Blog Post Written By: Briella Hirsch, UNH Fellow

It’s official, we have kicked off our new pilot program, Refresh! We at Seacoast Eat Local are proud to be partnering with Whole Foods Market and Red’s Good Vibes to help connect SNAP and low-income recipients to healthy, locally sourced food. We all share the same belief that all people should have access to fresh, local produce and that is why we have come together to pursue that vision. 

REFRESH is an introductory subscription program that delivers biweekly shares of produce from a variety of farms and producers. More than supplying healthy, local food, the REFRESH program will educate low-income customers about the value of eating local food and connect them with resources that will help them become long-term customers of the farmers and producers in their community. REFRESH hopes to contribute to a thriving local food economy, supporting local agriculture and food access for all!

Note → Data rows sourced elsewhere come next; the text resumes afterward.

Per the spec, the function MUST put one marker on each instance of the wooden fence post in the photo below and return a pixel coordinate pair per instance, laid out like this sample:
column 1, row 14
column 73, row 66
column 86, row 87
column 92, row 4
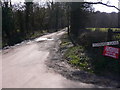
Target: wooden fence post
column 109, row 35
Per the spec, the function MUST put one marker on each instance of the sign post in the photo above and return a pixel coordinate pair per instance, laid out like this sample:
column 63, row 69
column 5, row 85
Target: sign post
column 111, row 52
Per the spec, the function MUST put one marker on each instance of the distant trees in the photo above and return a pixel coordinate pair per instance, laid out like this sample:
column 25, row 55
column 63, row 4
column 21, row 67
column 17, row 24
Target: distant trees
column 103, row 20
column 20, row 21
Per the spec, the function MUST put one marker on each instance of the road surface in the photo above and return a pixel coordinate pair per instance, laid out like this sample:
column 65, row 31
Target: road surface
column 24, row 66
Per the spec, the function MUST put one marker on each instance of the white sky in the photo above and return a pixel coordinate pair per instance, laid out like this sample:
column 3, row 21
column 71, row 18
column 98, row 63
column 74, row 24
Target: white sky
column 97, row 7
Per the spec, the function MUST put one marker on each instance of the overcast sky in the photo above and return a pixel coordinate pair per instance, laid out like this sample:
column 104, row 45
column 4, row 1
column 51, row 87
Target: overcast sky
column 97, row 7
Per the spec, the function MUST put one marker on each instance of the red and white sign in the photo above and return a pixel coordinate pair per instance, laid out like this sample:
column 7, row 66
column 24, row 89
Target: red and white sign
column 111, row 52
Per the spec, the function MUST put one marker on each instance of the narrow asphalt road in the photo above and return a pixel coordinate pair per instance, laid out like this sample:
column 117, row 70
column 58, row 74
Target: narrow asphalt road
column 23, row 66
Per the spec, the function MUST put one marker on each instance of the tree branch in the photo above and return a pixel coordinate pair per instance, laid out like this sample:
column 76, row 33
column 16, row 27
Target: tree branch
column 103, row 4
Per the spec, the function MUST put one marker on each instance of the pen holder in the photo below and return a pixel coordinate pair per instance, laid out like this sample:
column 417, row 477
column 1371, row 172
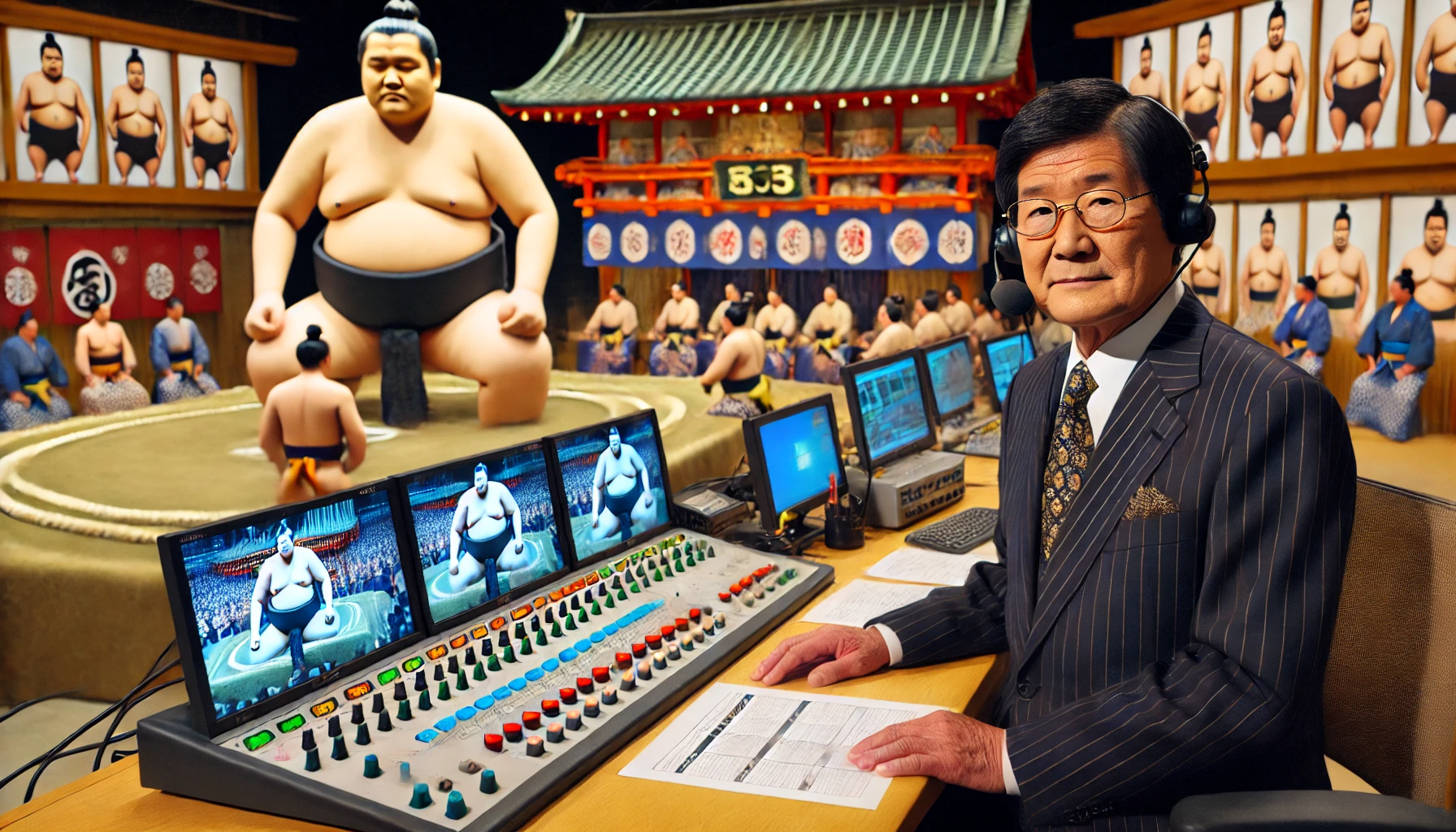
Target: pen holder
column 843, row 528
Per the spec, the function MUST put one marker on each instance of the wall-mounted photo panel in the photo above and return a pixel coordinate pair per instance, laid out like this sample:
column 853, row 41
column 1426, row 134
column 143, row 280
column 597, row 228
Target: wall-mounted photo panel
column 211, row 123
column 1358, row 75
column 1420, row 242
column 1344, row 249
column 139, row 121
column 1433, row 92
column 51, row 93
column 1274, row 79
column 1211, row 268
column 1145, row 64
column 1204, row 98
column 1268, row 262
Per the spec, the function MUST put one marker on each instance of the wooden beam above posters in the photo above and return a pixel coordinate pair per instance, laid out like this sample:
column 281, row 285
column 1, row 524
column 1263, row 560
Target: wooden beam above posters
column 149, row 117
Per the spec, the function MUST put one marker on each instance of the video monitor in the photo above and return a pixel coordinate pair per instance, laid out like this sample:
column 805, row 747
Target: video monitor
column 794, row 453
column 286, row 600
column 485, row 528
column 615, row 481
column 889, row 409
column 1002, row 359
column 948, row 369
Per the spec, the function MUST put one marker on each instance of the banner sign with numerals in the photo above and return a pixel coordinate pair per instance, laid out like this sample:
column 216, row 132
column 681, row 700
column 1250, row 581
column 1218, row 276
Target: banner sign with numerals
column 760, row 178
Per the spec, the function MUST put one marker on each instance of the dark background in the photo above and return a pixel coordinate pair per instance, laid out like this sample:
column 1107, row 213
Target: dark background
column 483, row 46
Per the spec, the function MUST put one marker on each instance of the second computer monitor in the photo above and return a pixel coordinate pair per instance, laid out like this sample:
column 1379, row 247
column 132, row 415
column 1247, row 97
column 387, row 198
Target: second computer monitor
column 889, row 409
column 950, row 373
column 794, row 453
column 1003, row 358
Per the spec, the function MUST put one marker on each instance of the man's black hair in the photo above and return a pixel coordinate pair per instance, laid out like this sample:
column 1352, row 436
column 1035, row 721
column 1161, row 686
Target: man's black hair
column 314, row 350
column 402, row 18
column 1406, row 279
column 1154, row 141
column 1437, row 210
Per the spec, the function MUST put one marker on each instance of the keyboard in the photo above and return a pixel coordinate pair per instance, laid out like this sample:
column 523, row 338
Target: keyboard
column 957, row 534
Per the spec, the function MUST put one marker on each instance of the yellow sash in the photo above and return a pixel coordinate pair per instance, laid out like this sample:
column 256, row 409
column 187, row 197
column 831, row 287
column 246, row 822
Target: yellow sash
column 41, row 391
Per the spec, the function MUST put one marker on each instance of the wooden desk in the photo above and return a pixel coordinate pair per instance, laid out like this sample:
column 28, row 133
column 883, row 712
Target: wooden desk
column 114, row 800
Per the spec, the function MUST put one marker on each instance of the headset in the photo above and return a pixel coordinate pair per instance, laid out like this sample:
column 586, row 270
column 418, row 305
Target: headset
column 1189, row 225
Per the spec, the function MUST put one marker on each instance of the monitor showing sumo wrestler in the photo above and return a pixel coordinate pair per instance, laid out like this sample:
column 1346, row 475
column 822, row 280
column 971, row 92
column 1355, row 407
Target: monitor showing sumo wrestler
column 615, row 483
column 483, row 526
column 277, row 604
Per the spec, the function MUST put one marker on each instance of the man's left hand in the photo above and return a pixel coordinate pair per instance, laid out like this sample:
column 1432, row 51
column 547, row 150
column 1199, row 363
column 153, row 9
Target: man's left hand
column 523, row 314
column 951, row 748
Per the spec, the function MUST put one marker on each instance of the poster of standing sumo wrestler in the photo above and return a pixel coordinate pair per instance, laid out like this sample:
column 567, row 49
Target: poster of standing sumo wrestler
column 1433, row 73
column 1206, row 102
column 1274, row 79
column 1145, row 66
column 137, row 119
column 51, row 93
column 1360, row 47
column 211, row 123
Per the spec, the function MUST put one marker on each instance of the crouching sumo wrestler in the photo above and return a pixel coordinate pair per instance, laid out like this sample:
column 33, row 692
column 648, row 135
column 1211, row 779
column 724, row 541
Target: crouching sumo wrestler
column 410, row 268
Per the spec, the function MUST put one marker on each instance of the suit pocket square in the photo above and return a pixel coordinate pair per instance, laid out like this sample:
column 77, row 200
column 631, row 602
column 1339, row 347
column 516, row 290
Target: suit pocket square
column 1147, row 503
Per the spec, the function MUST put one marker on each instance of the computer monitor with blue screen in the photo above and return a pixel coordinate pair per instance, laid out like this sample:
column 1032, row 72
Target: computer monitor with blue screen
column 948, row 367
column 889, row 407
column 794, row 453
column 1002, row 359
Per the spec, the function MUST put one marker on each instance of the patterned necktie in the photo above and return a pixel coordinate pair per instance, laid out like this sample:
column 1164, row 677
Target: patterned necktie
column 1068, row 457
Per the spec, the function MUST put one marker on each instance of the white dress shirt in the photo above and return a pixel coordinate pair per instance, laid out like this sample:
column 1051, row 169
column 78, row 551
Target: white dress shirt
column 1112, row 365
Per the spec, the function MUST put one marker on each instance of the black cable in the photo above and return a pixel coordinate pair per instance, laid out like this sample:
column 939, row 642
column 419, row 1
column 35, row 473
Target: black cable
column 123, row 712
column 89, row 725
column 35, row 701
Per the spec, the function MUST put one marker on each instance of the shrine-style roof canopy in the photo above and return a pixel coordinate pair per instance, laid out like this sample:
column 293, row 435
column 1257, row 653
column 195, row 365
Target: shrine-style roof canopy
column 777, row 51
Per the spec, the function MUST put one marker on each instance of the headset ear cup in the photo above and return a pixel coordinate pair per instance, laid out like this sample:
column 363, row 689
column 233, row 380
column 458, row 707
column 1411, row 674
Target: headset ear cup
column 1007, row 244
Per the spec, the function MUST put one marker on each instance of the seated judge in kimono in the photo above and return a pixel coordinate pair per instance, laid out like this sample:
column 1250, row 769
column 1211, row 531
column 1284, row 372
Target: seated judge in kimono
column 613, row 328
column 1398, row 345
column 105, row 360
column 676, row 334
column 32, row 376
column 1303, row 334
column 180, row 358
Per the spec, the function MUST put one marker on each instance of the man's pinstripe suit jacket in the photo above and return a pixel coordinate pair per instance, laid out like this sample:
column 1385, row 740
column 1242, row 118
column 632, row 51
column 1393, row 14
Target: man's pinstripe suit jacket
column 1158, row 657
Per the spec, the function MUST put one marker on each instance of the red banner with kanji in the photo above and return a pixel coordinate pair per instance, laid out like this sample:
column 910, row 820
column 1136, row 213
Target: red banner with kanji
column 22, row 260
column 202, row 264
column 161, row 264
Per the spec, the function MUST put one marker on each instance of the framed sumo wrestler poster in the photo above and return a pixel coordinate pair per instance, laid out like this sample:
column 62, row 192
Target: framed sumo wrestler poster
column 1433, row 73
column 211, row 123
column 1206, row 102
column 1146, row 63
column 51, row 91
column 1274, row 79
column 1360, row 47
column 137, row 115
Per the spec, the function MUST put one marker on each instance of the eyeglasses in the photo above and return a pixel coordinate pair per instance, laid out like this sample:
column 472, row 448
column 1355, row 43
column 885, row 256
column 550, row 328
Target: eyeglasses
column 1101, row 209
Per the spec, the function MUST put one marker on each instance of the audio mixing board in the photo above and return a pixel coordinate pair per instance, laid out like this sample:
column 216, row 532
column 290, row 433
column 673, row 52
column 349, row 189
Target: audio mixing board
column 481, row 726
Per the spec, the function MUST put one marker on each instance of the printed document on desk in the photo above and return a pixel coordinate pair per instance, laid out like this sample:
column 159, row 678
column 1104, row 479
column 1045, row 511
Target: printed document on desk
column 778, row 743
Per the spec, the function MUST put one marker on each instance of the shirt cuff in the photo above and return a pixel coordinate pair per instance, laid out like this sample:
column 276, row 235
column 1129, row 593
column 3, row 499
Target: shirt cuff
column 891, row 641
column 1007, row 773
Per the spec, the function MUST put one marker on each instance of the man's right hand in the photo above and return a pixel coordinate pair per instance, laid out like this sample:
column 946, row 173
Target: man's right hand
column 264, row 321
column 840, row 653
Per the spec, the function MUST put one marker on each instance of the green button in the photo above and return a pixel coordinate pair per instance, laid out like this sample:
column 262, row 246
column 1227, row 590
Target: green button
column 261, row 739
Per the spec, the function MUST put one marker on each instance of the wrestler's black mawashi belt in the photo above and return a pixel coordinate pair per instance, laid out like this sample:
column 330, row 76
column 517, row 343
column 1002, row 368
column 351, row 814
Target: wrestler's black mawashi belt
column 410, row 299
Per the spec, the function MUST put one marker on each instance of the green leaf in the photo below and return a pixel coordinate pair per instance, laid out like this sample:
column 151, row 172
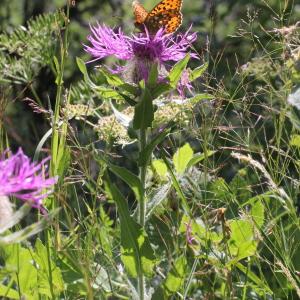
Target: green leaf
column 46, row 266
column 132, row 180
column 153, row 76
column 143, row 111
column 196, row 73
column 241, row 242
column 199, row 157
column 8, row 293
column 160, row 89
column 136, row 251
column 82, row 67
column 254, row 278
column 177, row 186
column 112, row 79
column 107, row 93
column 257, row 210
column 175, row 278
column 194, row 100
column 147, row 152
column 160, row 168
column 176, row 71
column 295, row 140
column 182, row 157
column 158, row 197
column 25, row 274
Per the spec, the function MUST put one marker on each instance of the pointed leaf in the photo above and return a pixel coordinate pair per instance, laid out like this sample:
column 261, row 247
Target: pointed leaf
column 196, row 73
column 176, row 71
column 146, row 153
column 143, row 112
column 132, row 180
column 137, row 253
column 175, row 277
column 199, row 157
column 182, row 157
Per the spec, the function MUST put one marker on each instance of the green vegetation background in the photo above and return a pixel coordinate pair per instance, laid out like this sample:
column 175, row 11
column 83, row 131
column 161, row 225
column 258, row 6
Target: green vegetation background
column 218, row 24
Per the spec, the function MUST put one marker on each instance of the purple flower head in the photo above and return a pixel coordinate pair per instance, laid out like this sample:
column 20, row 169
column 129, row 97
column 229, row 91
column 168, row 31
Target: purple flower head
column 23, row 179
column 141, row 49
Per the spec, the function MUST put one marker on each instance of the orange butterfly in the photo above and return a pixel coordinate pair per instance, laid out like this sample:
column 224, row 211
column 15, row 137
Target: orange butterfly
column 166, row 14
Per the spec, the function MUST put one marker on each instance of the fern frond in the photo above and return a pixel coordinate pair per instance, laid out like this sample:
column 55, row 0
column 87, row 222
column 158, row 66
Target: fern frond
column 27, row 49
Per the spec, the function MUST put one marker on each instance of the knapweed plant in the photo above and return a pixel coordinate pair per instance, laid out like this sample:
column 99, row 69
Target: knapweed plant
column 151, row 72
column 27, row 181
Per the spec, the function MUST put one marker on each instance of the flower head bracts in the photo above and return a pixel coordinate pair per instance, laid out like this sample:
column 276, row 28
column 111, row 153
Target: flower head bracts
column 142, row 49
column 26, row 180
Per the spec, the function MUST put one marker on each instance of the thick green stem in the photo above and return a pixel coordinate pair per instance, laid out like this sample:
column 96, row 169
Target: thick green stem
column 142, row 207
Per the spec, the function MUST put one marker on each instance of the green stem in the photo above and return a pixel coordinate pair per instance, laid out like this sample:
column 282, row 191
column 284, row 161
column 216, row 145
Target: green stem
column 142, row 207
column 58, row 100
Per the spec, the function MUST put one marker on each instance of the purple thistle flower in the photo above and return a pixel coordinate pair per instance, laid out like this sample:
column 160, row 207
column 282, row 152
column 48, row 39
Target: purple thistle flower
column 23, row 179
column 142, row 49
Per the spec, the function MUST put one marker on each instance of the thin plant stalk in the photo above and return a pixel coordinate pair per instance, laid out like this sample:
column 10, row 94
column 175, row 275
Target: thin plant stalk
column 60, row 73
column 142, row 206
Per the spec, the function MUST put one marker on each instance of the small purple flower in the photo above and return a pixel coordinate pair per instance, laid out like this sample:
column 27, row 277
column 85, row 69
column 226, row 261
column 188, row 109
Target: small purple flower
column 142, row 49
column 23, row 179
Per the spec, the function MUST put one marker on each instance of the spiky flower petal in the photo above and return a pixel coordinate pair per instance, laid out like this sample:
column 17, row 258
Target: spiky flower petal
column 23, row 179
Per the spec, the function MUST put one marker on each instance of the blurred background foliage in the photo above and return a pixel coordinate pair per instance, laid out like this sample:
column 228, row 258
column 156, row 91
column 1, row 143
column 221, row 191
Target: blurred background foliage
column 228, row 33
column 251, row 73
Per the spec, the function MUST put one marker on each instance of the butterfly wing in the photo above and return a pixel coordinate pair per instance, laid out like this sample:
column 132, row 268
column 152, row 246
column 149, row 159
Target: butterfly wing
column 140, row 13
column 165, row 14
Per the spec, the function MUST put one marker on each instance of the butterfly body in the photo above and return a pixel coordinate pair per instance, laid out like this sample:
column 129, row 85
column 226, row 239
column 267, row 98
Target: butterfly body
column 166, row 14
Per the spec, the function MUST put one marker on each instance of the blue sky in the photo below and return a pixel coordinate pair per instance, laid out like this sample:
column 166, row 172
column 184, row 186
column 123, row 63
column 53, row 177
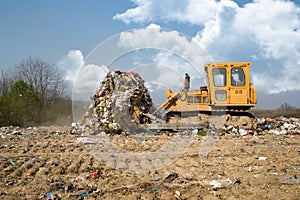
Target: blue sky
column 266, row 32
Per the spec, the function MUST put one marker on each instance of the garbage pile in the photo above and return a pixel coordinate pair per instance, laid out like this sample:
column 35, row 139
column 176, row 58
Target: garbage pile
column 278, row 126
column 120, row 102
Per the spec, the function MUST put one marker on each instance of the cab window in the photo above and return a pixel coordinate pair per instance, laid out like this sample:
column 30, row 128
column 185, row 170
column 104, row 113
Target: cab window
column 237, row 76
column 219, row 76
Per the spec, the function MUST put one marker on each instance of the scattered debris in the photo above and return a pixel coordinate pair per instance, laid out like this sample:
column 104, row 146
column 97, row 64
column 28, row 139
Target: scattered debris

We are sharing this recipe on our blog as well as in the subscription box for the program. Today we have for you, a delicious lemon-garlic kale recipe as well as tips and tricks for preserving kale. Scroll to the bottom of this post for our new Youtube video of this recipe! 

Ingredients

  • -2 cups sliced almonds
  • -⅓ cup freshly squeezed lemon juice (from 2 to 4 lemons)
  • -Kosher salt
  • -1 ½ cups extra-virgin olive oil
  • -4 cloves garlic, crushed with the flat side of a knife, peeled and minced
  • -10 to 12 ounces washed and dried kale leaves, thick stems removed (weight after trimming)
  • -1 ½ cups freshly grated Parmesan (optional)

 

Instructions

In a bowl, combine lemon juice and 1 teaspoon salt. Whisk in olive oil, add garlic and set aside.

 

 

 

 

 

 

Working in batches, cut the kale into thin ribbons: gather a large handful of leaves, bunch together tightly, and use the other hand to slice into 1/4-inch-thick pieces. This does not need to be done very precisely or neatly; the idea is to end up with a kind of slaw.

 

 

 

 

Place chopped kale in a very large bowl. Sprinkle surface with almonds and then with cheese, if using. Pour half the dressing over the salad and toss. Taste for dressing and salt and add more as needed, tossing to coat thoroughly. Serve within 1 hour.

 

 

 

 

 

How to Preserve Kale

Keep moisture at a minimum and store kale loosely in plastic bag or dish towel. You can preserve kale by making pesto and freezing it to use on sandwiches, pizza dough, pasta, or on veggies!